I think if you have warned the teachers "not to take any shit" which is a mind-boggling phrase to use to be honest, they will most likely have taken this to be bad behavior rather than laziness.

Sounds to me like your dd is tailoring her school work to the level generally in class or just below? If you know the level she works at, and she underperforms in school, I would not worry yet, but articulate your concerns to the teachers, maybe at next parents evening, without using the phrase "take any shit". Maybe suggest you are concerned about the difference in her performance at school and at home, and give examples.

Seraphin Wed 22-May-13 16:54:26

This sounds an extremely familiar story.

DD was stretched in Reception, worked hard and did well. In Yr 1 the teacher thought she was doing just fine thanks, and as a result she quickly worked out how little she could get away with doing throughout the day without getting into trouble.

Yr 1 teacher blamed her lack of progress on a variety of special needs and unrealistic explanations. Investigations followed that turned up a complete blank.

Surprise surprise, the Yr 2 teacher is stretching her again and her progress has improved dramatically.

This may be heresy, but even if most primary school teachers are excellent that means that there will always be some who aren't very good. Stick at it and most importantly keep their love for learning alive. If they learn they can coast early it will cause all sorts of problems later on.
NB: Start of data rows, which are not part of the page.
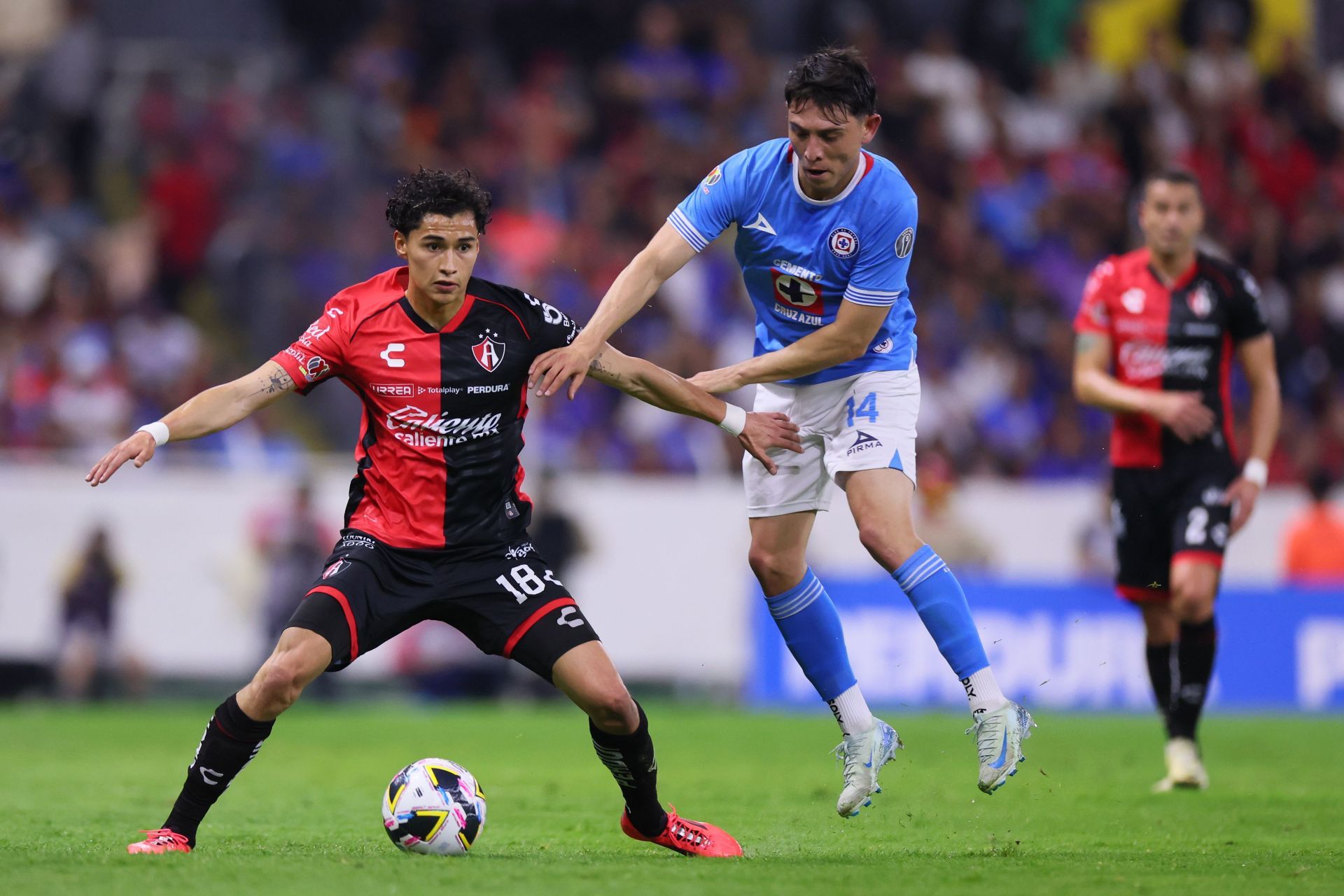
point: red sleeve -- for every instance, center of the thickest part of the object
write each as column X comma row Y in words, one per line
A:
column 1093, row 312
column 320, row 352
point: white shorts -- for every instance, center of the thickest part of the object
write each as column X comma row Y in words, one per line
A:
column 864, row 422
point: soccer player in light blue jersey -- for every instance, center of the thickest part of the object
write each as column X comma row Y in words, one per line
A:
column 824, row 235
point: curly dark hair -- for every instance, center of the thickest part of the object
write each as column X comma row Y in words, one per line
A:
column 437, row 192
column 835, row 80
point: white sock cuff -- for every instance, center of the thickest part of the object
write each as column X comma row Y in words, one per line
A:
column 983, row 691
column 851, row 711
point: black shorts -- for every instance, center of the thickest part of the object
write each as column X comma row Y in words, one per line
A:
column 1168, row 514
column 504, row 598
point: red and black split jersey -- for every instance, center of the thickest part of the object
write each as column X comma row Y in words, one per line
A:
column 442, row 425
column 1171, row 339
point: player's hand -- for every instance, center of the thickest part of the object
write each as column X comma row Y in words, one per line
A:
column 1241, row 495
column 139, row 448
column 765, row 431
column 552, row 370
column 726, row 379
column 1184, row 414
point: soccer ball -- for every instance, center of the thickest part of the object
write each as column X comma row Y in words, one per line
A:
column 435, row 806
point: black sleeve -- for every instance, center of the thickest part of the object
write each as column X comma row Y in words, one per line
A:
column 1245, row 317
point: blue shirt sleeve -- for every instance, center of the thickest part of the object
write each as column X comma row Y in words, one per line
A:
column 713, row 204
column 879, row 274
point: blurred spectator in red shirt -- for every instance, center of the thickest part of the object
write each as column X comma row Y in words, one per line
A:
column 1313, row 542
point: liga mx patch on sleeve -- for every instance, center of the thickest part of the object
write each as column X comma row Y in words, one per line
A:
column 905, row 242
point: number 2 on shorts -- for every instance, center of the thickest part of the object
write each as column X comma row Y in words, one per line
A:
column 867, row 409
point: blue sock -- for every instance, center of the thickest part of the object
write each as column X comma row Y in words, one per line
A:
column 941, row 605
column 811, row 626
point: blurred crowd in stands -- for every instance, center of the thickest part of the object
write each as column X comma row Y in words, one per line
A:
column 174, row 211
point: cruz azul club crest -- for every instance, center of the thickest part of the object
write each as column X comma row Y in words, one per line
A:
column 488, row 352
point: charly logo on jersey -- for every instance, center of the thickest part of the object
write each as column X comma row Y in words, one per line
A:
column 905, row 242
column 1200, row 300
column 315, row 331
column 843, row 242
column 1133, row 300
column 315, row 368
column 489, row 351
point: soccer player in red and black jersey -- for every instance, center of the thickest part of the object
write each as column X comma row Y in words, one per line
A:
column 436, row 527
column 1156, row 335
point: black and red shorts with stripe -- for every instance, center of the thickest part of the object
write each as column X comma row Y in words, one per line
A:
column 1166, row 516
column 504, row 598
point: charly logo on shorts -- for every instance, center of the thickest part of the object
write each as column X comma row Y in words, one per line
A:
column 905, row 242
column 843, row 242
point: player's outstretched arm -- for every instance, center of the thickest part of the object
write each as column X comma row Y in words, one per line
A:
column 210, row 412
column 666, row 254
column 843, row 340
column 757, row 433
column 1183, row 413
column 1257, row 358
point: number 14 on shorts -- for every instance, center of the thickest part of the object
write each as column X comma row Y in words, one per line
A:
column 867, row 409
column 527, row 582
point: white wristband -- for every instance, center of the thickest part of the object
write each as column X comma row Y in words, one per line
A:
column 159, row 430
column 734, row 421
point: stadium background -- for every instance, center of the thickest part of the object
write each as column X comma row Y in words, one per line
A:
column 183, row 184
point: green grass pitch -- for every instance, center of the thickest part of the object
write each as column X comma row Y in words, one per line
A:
column 304, row 818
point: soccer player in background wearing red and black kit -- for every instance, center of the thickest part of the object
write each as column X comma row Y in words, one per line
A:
column 1156, row 335
column 436, row 527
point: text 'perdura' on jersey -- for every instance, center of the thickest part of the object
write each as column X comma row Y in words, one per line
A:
column 444, row 409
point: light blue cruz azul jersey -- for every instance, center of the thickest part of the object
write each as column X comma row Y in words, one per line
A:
column 800, row 257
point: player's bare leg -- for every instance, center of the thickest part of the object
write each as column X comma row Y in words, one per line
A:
column 234, row 735
column 620, row 734
column 811, row 628
column 1194, row 584
column 881, row 500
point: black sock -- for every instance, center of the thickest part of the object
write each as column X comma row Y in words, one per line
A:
column 230, row 742
column 1160, row 673
column 636, row 770
column 1195, row 666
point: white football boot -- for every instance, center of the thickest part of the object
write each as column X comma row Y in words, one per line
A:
column 864, row 754
column 999, row 738
column 1184, row 767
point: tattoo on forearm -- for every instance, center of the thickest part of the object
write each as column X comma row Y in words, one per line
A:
column 279, row 382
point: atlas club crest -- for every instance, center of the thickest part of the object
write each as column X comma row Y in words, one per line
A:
column 488, row 352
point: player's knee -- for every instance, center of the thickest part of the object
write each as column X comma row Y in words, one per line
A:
column 1193, row 598
column 281, row 680
column 613, row 711
column 886, row 546
column 773, row 570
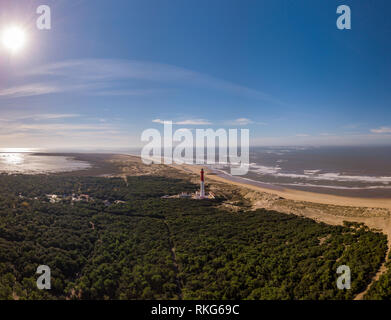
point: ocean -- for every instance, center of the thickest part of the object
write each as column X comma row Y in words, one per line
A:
column 345, row 171
column 24, row 161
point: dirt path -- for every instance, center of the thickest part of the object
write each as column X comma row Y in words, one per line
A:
column 175, row 263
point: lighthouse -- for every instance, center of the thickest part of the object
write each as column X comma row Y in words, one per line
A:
column 202, row 189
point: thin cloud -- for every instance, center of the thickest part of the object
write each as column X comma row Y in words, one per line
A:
column 34, row 89
column 195, row 122
column 103, row 75
column 381, row 130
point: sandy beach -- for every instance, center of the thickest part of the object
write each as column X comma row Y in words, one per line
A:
column 297, row 195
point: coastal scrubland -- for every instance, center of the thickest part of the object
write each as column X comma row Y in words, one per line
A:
column 126, row 242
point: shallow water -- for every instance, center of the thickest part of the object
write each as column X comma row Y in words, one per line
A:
column 29, row 163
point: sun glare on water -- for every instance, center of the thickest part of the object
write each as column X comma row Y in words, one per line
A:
column 13, row 39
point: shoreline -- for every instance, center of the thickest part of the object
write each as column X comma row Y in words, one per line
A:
column 293, row 194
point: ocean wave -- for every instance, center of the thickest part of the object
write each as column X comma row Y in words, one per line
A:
column 309, row 185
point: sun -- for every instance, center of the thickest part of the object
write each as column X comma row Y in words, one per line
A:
column 14, row 38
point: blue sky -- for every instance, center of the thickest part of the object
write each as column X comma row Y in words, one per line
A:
column 107, row 70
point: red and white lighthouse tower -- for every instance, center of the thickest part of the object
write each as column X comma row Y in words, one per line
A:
column 202, row 189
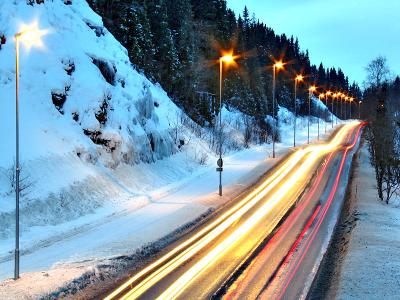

clam Wed 22-May-13 19:06:20

We've had a sort of similar situation with dd. Not "cute" in the way you describe, but she's bright and hides behind a charming smile, sweet nature and ditzy "blonde" behaviour (she's a brunette!) Every single year since Reception (she's now in Y10) we've had to ask the teachers to push her and not accept her giving up and sighing and saying "but I just don't get it" when we know that, IQ wise at least, she's technically brighter than her very high-achieving older brother.
I feel your pain. It's very frustrating.